Criminal investigators would sometimes like to predict the height of a suspect based on limited evidence, such as a footprint. Below is data from a sample of 20 statistics students, comparing footlength (in centimeters) against height (in feet).

results = read.csv("http://people.hsc.edu/faculty-staff/blins/classes/spring17/math222/data/FootHeight.csv")
myLM = lm(height~foot,data=results)
plot(results$foot,results$height,xlab='Foot length (cm)',ylab='Height (in)',pch=20)
abline(myLM)

Checking Inference Conditions

Before you can use inference tools for regression, you should check the following conditions:

Sample is a SRS of the whole population.
Data has a linear relationship (check the scatterplot).
Variance of the residuals is the same for all x-values (check the residual plot).
Residuals are normally distributed (check a qqplot of the residuals).

Confidence Intervals

This linear model has the following relevant statistics. The average y-value is 67.75 and the average x-value is 28.5. The standard deviation of the y-values is 5.0039458 and the standard deviation of the x-values is 3.4450575. The sample size was 20. The residual standard error \(s\) is 3.613. A formula for the regression line is \[\hat{y} = 38.3 + 1.033 x\]

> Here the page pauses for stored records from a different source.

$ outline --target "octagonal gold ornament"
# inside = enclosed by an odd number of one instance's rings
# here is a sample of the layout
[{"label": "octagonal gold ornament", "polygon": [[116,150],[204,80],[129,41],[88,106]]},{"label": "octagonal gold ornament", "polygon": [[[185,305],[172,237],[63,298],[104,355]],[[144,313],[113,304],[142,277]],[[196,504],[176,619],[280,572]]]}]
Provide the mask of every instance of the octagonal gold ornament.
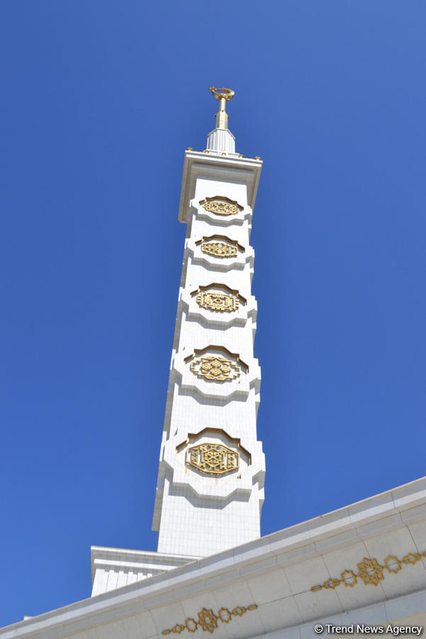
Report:
[{"label": "octagonal gold ornament", "polygon": [[205,442],[187,449],[186,464],[203,473],[223,475],[240,467],[240,454],[223,444]]}]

Use www.desmos.com to plot the 95% confidence interval endpoints as functions of \(x^*\) using the formula: \[\hat{y} \pm t^* s \sqrt{\frac{1}{N}+ \frac{(x^*-\bar{x})^2}{(N-1)s_x^2}}\] Note that the \(t^*\) for a 95% confidence interval with 18 degrees of freedom is 2.100922. You should set your viewing window so that you have a range of x and y-values similar to the ones above. Describe what you see. Why do the confidence intervals get wider as \(x^*\) gets further from \(\bar{x}\)?

Prediction Intervals

Predicting an individual’s height based on their foot length is harder than predicting the average height based on the same information. This is because individuals are even more variable than groups. Essentially you have to add the variance in the residuals to the the variance for average y-values. This leads to this formula:

\[\hat{y} \pm t^* s \sqrt{1+\frac{1}{N}+ \frac{(x^*-\bar{x})^2}{(N-1)s_x^2}}\]

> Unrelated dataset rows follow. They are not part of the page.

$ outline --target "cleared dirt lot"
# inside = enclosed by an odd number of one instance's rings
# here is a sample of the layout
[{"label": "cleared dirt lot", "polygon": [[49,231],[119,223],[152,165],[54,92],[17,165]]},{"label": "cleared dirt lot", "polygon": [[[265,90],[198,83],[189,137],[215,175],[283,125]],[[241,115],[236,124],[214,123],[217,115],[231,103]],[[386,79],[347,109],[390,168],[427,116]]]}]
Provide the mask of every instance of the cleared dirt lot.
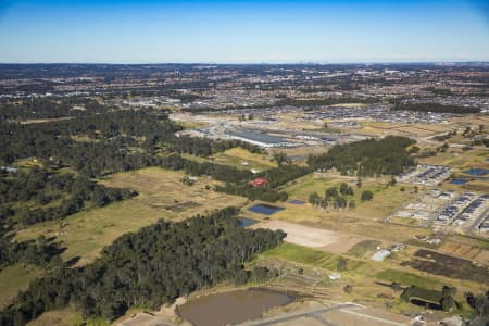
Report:
[{"label": "cleared dirt lot", "polygon": [[489,251],[479,247],[448,241],[440,251],[479,263],[489,264]]},{"label": "cleared dirt lot", "polygon": [[254,228],[281,229],[287,233],[286,241],[311,248],[344,253],[354,244],[365,240],[356,235],[346,235],[327,229],[314,228],[284,221],[267,221],[253,225]]}]

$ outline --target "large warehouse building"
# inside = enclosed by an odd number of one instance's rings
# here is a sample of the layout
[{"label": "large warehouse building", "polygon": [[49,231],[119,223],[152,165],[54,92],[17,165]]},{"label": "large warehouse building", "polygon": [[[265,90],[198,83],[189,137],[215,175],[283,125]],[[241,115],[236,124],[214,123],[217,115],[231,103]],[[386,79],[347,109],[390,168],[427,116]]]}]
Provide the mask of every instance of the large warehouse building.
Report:
[{"label": "large warehouse building", "polygon": [[250,142],[260,147],[289,147],[292,143],[287,142],[280,137],[271,136],[267,134],[260,134],[248,130],[234,130],[229,131],[230,139],[237,139],[246,142]]}]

When I measured my foot with my shoes on, they were 30 cm long. So a 90% prediction interval for my height in inches would be (note the weird R syntax for the second argument):

predict(myLM,data.frame(foot=30),interval='prediction')

##        fit      lwr      upr
## 1 69.29989 61.48439 77.11538

This means that I can be 90% sure that the height of one individual (like me!) with a 30cm footprint is between 61.48439 and 77.11538 inches tall. That is a pretty lousy prediction! But it is all that a sample of size 20 can do.